-1

4-Drive Software RAID1 vs RAID10 heading tells you what I am contemplating about.

Hardware: 2x 1TB Enterprise-class HDDs + 2x 1TB Consumer-class HDDs.

OS and Software: Linux Debian Jessie (stable) with mdadm.

Intended purpose: Extreme reliability storage. Cannot afford data loss. Such thing would simply be unacceptable. That is why I am considering RAID1 instead of RAID10, because fault tolerance with RAID1 should be 3-drive failure.

I see one downside: limiting the global storage size to 1/4. Crazy.

Apart from this decision RAID1 vs RAID10, which I probably already made, RAID1 that is, unless you advise me otherwise, I have a question regarding RAID1:

Supposing I am limited to 4 drives, I would have limited posibilities with RAID10, as opposed to RAID1, where I could define 3 drives active and 4th as a spare. Either that or directly define active 4 HDDs.

Please tell me what you think?

  • 6
    Repeat after me: "RAID is not a backup. RAID is not a backup." RAID is not used to protect against data loss - it's used to protect against downtime. You have many more SPOFs to deal with other than your drives. Instead of worry about "extreme reliability", perhaps worry about your backup system first. – EEAA Oct 21 '16 at 15:41
  • @EEAA yeah you like this sentence I get it. Although it backup solution is not part of this question at all. – Vlastimil Burián Oct 21 '16 at 15:54
  • 2
    Sometimes the answer to people's questions here is not what they want to hear. But that's the way it is: we're in the business of helping people use technology to achieve their goals and to build supportable, reliable systems. In this case you said "Cannot afford data loss". Understood. To address that, you put in place a solid backup system, not RAID. – EEAA Oct 21 '16 at 15:56
  • 2
    Not to be blunt but is the data not worth the extra between consumer HDD and Enterprise class? Reliability is one of the biggest reasons for the extra cost. So start off with 4 High Quality HDDs and then look at which RAID – Drifter104 Oct 21 '16 at 16:05
  • Why is everyone pointing me to backups, this is a question about RAID setup. I have decided I will go for a big compromise, I can't say I totally like it. But RAID6 will be suitable for our purposes. Thanks everyone for comments and answers. – Vlastimil Burián Oct 22 '16 at 01:57
  • You said yourself that you "Cannot afford data loss. Such thing would simply be unacceptable." That is why everyone is telling you that you need proper backups. – Michael Hampton Oct 23 '16 at 17:45

4 Answers4

8

In such a setup (4 disks and RAID1 only), it is better to directly use the 4th disk as an array member rather than as a spare.
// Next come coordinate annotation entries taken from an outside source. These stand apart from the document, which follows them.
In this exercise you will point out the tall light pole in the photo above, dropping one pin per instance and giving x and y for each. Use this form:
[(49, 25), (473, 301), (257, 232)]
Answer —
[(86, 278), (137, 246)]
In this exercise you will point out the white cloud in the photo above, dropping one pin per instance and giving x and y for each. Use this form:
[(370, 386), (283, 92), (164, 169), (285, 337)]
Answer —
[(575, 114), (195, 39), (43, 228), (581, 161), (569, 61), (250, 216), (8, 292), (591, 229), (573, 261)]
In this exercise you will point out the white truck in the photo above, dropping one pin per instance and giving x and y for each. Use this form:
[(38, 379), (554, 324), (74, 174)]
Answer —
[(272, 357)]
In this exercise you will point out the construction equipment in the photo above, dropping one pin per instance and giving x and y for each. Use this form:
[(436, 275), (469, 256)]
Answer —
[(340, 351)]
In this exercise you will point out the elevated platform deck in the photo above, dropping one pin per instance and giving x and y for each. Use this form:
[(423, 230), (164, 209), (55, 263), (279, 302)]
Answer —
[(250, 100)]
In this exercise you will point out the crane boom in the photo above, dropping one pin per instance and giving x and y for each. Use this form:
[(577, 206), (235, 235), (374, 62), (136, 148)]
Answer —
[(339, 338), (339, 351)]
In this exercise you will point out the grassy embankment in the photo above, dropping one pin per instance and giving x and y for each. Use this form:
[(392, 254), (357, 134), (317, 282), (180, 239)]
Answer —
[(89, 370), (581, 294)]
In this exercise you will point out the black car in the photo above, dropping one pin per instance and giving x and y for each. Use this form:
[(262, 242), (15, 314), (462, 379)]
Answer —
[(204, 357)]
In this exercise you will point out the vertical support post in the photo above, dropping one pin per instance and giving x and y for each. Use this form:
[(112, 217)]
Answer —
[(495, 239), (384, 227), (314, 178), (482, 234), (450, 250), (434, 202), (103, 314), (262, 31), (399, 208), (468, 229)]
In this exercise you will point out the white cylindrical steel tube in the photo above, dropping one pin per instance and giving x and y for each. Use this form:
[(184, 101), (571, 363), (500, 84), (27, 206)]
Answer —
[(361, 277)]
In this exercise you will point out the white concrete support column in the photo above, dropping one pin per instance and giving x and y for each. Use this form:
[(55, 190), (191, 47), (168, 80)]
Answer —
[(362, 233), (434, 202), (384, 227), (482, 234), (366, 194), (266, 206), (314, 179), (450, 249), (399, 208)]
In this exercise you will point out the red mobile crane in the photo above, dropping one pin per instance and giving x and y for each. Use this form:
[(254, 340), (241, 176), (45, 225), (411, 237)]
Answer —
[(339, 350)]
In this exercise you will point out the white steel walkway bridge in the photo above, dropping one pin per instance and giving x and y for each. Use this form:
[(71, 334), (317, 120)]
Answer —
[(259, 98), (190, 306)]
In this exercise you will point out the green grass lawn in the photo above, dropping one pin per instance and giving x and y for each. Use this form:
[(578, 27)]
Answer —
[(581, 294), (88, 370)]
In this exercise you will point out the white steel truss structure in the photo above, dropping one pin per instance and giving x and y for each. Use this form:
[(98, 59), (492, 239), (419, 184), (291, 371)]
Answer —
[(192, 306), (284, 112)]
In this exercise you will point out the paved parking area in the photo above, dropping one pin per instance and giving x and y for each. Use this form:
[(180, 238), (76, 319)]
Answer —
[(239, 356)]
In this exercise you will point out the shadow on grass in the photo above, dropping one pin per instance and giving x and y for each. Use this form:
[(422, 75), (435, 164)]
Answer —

Using it as a spare will not buy you anything on the redundancy side, while using the 4th disk as a full array member increases your redundancy from 3 to 4 copies, enabling you to survive 3-disks failures.

Anyway, if you are so much concerned about data redundancy/availability to afford to lose 3/4 of your raw space, you are probably approaching the problem from the wrong side.

Remember: RAID is not a backup!!!

Rather then increasing your RAID1 setup over 3-way mirror, please be sure to have a strong backup/recovery plan.

shodanshok
  • 47,711
  • 7
  • 111
  • 180
4

If you are looking for a system with high availability and you are worried about crashing drives, the RAID1 is surely the best solution. But if you want more space, a RAID6 might be a compromise. You "loose" the space of two disks to parity, but you are save for up to two failed disks as well.

If high availability is really your concern, you should maybe think about a synced second server as well. If data loss is your concern, than you should primarily make sure to have a good backup. A RAID is never a substitute for backups, since it only secures against failed disks, not against accidental deletion of data, malware or attacker encrypting or deleting your data and so on.

Jakob Lenfers
  • 114
  • 1
  • 11
2

Agreed, if you do have so strict requirements for storage, I would also recommend to go multinode approach. Currently we're running 2 nodes backup repository with RAID 10 arrays on each of the server. Looks stable and redundant.

batistuta09
  • 8,981
  • 10
  • 23
0

If you're so incredibly concerned about data availability and integrity, and you're willing to do something like a four member RAID-1 to get it, then you should probably be looking at redundancy at the node level.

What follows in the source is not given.